Thanks to a new Texas law, you can only vote in that state if you have a Texas issued driver's license, a concealed gun permit or a passport -- no student IDs even from state schools count.
The question now is whether unions will employ the same level of ferocity to campaign for Barack Obama and other Democrats in 2012 as they used against SB 5 and if young people and Occupy supporters will join them.
Generations X and Y turned out in force to vote for Barack Obama in 2008 but have become disillusioned with his inability to bring about the fundamental change he promised and have faded back into the woodwork, not voting in large numbers in 2010.
"There's increased cynicism about politics -- it's dirty, it's frustrating... They see their voices being trumped by corporate interests. Young people are not feeling like they're being heard or valued in the political process," says Smith.
Ken Weber is a senior at the University of Colorado in Boulder who supported Barack Obama in 2008. He does not think his friends are as engaged or interested as they were in 2008, something that is supported by Pew Center findings.
The share of Millennials who say that they personally care a good deal about who wins the 2012 presidential election is down more than 10 points from four years ago, according Pew.
Millennials, who are 18 to 30, have voted more Democratic than older voters in the last four national elections. But they are also more disillusioned than older voters. Shortly after the 2008 election, 81 percent of Millennials said Obama made them feel hopeful, while 80 percent felt proud. Today, only about half of Millennials say Obama makes them feel hopeful or proud, according to Pew.
Four years ago, when Weber was a freshman, he says, "We were talking every day about the election and Obama. There was a lot of excitement and passion... He came in with such high expectations -- and he hasn't lived up to all of those."
Weber says he often hears from his friends that "they don't vote because the political system is corrupt and they think it's a waste of time."
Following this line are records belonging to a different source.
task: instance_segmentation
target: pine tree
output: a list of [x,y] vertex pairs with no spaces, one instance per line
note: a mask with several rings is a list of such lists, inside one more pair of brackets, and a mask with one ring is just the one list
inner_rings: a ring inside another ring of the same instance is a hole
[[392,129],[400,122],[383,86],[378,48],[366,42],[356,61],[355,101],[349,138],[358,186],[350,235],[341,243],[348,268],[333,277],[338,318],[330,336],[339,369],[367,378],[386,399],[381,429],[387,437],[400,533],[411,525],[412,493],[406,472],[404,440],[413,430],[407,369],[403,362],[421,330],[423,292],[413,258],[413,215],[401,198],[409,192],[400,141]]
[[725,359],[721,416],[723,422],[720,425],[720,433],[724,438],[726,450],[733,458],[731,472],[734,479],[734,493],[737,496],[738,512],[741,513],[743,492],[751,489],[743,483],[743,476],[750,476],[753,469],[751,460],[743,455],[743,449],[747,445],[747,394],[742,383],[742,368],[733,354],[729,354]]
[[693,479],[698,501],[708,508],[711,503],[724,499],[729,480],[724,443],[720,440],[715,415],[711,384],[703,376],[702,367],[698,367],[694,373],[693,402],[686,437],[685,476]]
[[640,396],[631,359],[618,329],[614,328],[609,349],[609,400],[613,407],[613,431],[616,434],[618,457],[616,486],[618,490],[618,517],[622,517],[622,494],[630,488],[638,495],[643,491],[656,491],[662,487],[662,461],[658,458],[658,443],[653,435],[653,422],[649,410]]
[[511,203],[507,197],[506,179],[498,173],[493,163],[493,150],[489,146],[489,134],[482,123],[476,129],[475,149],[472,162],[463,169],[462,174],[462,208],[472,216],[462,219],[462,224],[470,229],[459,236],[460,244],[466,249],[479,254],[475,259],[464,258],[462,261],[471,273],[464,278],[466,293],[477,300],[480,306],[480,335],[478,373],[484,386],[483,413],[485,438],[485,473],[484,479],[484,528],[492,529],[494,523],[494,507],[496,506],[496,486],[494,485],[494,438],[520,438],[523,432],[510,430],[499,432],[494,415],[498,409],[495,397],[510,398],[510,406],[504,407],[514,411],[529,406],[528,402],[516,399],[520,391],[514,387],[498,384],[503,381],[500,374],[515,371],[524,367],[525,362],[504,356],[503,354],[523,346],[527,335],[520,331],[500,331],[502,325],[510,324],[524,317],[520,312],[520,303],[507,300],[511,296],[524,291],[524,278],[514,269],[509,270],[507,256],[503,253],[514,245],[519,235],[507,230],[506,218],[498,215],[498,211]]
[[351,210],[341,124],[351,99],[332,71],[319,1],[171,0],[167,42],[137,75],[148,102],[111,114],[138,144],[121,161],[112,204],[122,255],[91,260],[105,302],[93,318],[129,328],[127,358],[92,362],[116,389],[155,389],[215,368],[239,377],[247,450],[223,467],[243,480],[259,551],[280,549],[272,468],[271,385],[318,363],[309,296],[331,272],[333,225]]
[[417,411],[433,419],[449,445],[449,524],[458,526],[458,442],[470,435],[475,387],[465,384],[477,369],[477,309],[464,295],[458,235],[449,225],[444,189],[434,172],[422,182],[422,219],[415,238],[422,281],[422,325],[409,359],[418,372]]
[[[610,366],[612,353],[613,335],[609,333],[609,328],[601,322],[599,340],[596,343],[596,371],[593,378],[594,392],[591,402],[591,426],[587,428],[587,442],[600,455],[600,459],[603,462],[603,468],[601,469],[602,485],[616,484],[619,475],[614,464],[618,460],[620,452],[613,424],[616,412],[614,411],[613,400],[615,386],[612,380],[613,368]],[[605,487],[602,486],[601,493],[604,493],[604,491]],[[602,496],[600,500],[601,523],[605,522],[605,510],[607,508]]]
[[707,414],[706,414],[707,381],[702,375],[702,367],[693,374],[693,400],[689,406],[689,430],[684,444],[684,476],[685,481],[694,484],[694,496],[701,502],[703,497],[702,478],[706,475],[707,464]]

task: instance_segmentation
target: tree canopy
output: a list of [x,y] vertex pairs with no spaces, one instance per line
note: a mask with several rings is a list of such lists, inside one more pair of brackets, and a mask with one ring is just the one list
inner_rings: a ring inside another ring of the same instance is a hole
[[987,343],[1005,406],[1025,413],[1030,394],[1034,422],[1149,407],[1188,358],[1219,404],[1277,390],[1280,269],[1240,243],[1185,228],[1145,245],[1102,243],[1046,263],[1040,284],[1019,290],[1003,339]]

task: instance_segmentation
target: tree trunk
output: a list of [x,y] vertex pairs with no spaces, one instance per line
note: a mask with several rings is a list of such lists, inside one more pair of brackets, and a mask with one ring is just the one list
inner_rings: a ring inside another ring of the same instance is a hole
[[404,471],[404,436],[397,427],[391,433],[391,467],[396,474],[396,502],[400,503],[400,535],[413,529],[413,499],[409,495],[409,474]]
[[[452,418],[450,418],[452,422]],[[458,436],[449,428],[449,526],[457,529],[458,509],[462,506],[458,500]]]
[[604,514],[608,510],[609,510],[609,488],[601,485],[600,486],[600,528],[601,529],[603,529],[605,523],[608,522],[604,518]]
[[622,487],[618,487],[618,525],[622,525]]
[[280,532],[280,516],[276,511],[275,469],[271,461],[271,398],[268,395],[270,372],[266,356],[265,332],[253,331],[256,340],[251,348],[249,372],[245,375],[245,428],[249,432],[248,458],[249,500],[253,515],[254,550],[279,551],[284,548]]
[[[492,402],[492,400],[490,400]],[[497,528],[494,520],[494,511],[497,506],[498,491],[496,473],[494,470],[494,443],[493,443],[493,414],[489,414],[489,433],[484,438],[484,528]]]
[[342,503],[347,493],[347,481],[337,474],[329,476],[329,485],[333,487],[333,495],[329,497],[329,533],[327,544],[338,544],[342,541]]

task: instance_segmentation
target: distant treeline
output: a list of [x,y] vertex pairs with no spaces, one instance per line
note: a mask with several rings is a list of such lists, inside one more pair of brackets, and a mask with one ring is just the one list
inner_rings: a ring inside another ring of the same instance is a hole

As a result of this feeling of disappointment, Smith has a big concern that youth turnout next year will not match 2008 levels. "I do believe it's a harder environment but for that reason it feels even more important."
Union members have a good record of voting, but in recent years it has often been for Republicans. In 2010, Democrats suffered huge losses among white blue-collar voters who voted Republican by an almost two to one margin.
Jon Harvey, a firefighter in Middletown in southwestern Ohio, estimates that 70 percent of the firefighters he knows voted Republican in 2010 but he thinks there's been a sea change thanks to Republican anti-union efforts. "What I'm hearing now is I'll never do it again," he says.
Scott Clinger, a Columbus policed officer, told me the day after the Ohio election, "I bet Obama is just laughing at John Kasich saying 'You did the best thing you could ever do for me.'"
Clinger predicts the coalition that defeated SB 5 will hold. "It's going to be a force in the future...It's not going to just die off. I never saw all of these groups band together like they did here."
The AFL-CIO's Podhorzer called the Ohio vote "the first test for whether or not there can be a coalition of young people, workers and people of color for 2012."
This marriage could provide the answer to the question -- what is the future of Occupy Wall Street?